Associate of Arts in General Education
The Associate of Arts (AA) degree includes the core learning components and competencies commonly accepted as foundational for a four-year baccalaureate degree by many colleges and universities. The AA degree is designed for students who desire recognition for completing the two-year prescribed curriculum. Because many bachelor degrees require specific prerequisites, students should verify how their AA degree and classes transfer into their intended degree. Graduates with the Associate of Arts degree will be able to:
Demonstrate knowledge of the background, content, and themes of the biblical text
Demonstrate oral communication skills through research, topical development, and style-specific presentations of focused material
Demonstrate the ability to interpret, analyze, and evaluate statements, arguments, and evidence in order to construct well-supported, clearly articulated conclusions and positions
Demonstrate problem-solving skills in a broad range of significant mathematics
15 hours of biblical and theological studies
34 hours of general education
12 hours of ministry practicum
Total credit hours — 61
Sample Core Courses
Survey of Christian Theology (THEO 1313) — A survey of the main Christian doctrines and their relevance today.

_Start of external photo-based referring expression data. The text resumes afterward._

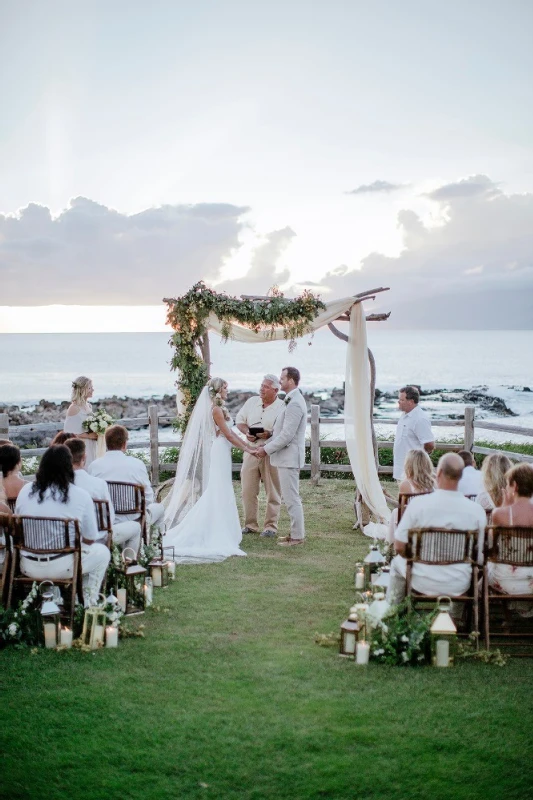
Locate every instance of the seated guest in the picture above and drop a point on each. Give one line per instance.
(115, 465)
(444, 508)
(10, 466)
(54, 495)
(126, 534)
(61, 437)
(471, 480)
(493, 472)
(517, 510)
(419, 479)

The Bible is used as the primary source to establish and defend our theological position. Areas to be addressed include the doctrines of God, Christ, the Holy Spirit, Human Creation, Sin and Salvation, the Church and the Last Things.
English Composition II (ENGL 1233) — This course includes study and practice in the critical reading and effective writing of argumentative and expository prose, with an emphasis on the documented paper. A research paper is required.

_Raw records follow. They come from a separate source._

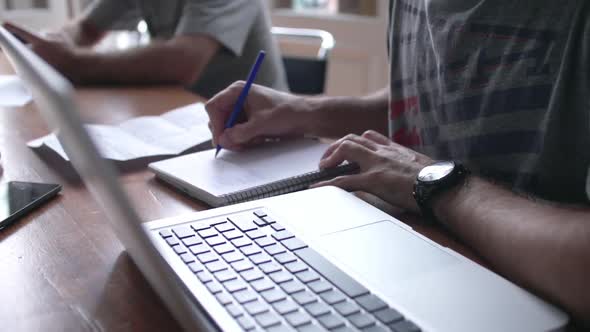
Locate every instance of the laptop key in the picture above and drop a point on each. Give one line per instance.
(304, 297)
(224, 298)
(388, 315)
(207, 257)
(200, 225)
(343, 281)
(199, 249)
(281, 276)
(347, 308)
(235, 285)
(233, 256)
(234, 310)
(215, 240)
(270, 267)
(317, 309)
(319, 286)
(244, 296)
(191, 241)
(267, 319)
(331, 321)
(296, 267)
(298, 318)
(404, 326)
(206, 233)
(223, 248)
(260, 223)
(275, 249)
(172, 241)
(277, 227)
(214, 287)
(282, 235)
(264, 241)
(273, 295)
(243, 222)
(205, 277)
(262, 285)
(362, 320)
(292, 286)
(370, 302)
(250, 250)
(196, 267)
(260, 213)
(333, 296)
(246, 323)
(285, 306)
(225, 275)
(242, 265)
(256, 307)
(251, 275)
(285, 258)
(294, 244)
(260, 258)
(224, 227)
(183, 231)
(255, 234)
(187, 258)
(307, 276)
(233, 234)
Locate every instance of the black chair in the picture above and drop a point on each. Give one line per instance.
(307, 75)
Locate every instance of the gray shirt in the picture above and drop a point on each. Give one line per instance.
(242, 27)
(502, 85)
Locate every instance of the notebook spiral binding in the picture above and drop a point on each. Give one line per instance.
(292, 184)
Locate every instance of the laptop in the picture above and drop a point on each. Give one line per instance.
(318, 259)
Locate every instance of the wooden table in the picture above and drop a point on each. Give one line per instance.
(61, 267)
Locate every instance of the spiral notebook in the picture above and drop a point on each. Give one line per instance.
(268, 170)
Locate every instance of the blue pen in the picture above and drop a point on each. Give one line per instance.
(242, 98)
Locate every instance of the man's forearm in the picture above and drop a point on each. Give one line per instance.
(338, 116)
(541, 246)
(161, 62)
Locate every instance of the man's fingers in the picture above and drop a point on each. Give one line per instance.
(243, 133)
(376, 137)
(23, 34)
(219, 108)
(351, 137)
(346, 150)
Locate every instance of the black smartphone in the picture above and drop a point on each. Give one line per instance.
(19, 198)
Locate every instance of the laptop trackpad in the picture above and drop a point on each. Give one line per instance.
(385, 254)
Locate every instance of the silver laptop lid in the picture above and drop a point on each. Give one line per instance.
(54, 97)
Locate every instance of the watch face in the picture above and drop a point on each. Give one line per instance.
(436, 171)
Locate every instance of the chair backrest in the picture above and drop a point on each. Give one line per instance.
(307, 75)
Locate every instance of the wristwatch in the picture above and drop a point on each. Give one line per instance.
(435, 179)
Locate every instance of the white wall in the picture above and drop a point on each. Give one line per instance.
(359, 63)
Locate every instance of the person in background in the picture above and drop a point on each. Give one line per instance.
(498, 87)
(202, 44)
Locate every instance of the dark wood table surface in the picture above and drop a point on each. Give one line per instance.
(62, 267)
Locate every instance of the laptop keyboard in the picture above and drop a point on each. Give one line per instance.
(266, 278)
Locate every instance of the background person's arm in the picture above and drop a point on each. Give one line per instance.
(179, 60)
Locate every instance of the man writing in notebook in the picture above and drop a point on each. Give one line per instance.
(501, 90)
(203, 44)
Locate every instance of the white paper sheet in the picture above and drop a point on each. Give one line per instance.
(149, 136)
(13, 92)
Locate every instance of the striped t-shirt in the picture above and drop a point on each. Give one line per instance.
(503, 86)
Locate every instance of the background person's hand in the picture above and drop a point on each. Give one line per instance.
(387, 169)
(268, 114)
(58, 54)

New Testament Interpretation (BINT 1233) — This course serves as an introduction to the New Testament in the context of its first-century environments. The course examines the teachings and interpretations of the New Testament as well as the role of the Scriptures in the Church.

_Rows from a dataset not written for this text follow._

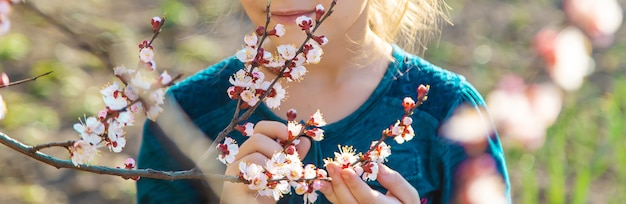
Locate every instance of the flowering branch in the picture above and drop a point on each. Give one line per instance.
(33, 152)
(24, 80)
(66, 145)
(281, 73)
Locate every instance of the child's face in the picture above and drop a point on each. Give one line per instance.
(348, 16)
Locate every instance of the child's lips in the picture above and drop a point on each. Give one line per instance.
(289, 17)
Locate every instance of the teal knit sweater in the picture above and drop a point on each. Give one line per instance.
(428, 161)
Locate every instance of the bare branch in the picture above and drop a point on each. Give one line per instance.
(124, 173)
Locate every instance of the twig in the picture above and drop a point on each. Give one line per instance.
(54, 144)
(124, 173)
(25, 80)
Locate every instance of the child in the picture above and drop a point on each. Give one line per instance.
(359, 86)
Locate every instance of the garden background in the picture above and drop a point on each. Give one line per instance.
(583, 159)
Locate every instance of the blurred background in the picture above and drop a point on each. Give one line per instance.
(556, 68)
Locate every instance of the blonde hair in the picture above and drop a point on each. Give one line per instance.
(408, 23)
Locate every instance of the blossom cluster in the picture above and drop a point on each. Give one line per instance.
(284, 169)
(367, 164)
(249, 84)
(137, 93)
(5, 10)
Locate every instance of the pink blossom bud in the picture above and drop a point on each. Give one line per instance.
(165, 78)
(291, 114)
(5, 8)
(319, 11)
(260, 30)
(322, 40)
(150, 66)
(103, 113)
(3, 108)
(316, 185)
(144, 44)
(5, 24)
(4, 80)
(129, 163)
(146, 55)
(156, 23)
(422, 91)
(408, 104)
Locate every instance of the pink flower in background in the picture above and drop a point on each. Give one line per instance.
(3, 108)
(280, 30)
(146, 55)
(276, 95)
(380, 153)
(599, 19)
(246, 129)
(228, 150)
(5, 10)
(522, 113)
(251, 40)
(567, 56)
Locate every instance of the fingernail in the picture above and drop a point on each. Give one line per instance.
(384, 171)
(345, 176)
(330, 169)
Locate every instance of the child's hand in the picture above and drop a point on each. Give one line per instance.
(347, 187)
(257, 149)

Personal Finance (BUSI 1903) — This course covers personal financial stewardship from a Christian perspective. Biblical truths are used to help build a financial stewardship plan. Topics include cash flow management, use of credit, investing as a steward, and life planning.
Principles of Ethics (PHIL 2003) — An examination of moral and social conduct and decision making in light of biblical and theological teaching. Contemporary ethical issues are addressed.
Introduction to Literature (ENGL 2133) — This course introduces an in-depth study of the poetry, fiction, nonfiction, and drama of American, English, and world literature.
Introduction to Psychology (PSYC 1133) — This course is an introduction to the field of psychology. Topics addressed are neuroscience and behavior, nature and nurture, consciousness, sensation and perception, learning, memory, intelligence, personality, psychological disorders, and social behavior.
Introduction to Sociology (SSCI 2133) — This course is a study of social organization with a focus on organizations, institutions, and social forces that contribute to the formation and self-definition of a society. The development of social norms, culture, belief systems, and stratification are considered. Emphasis is placed on exploring the existence and perpetuation of social problems.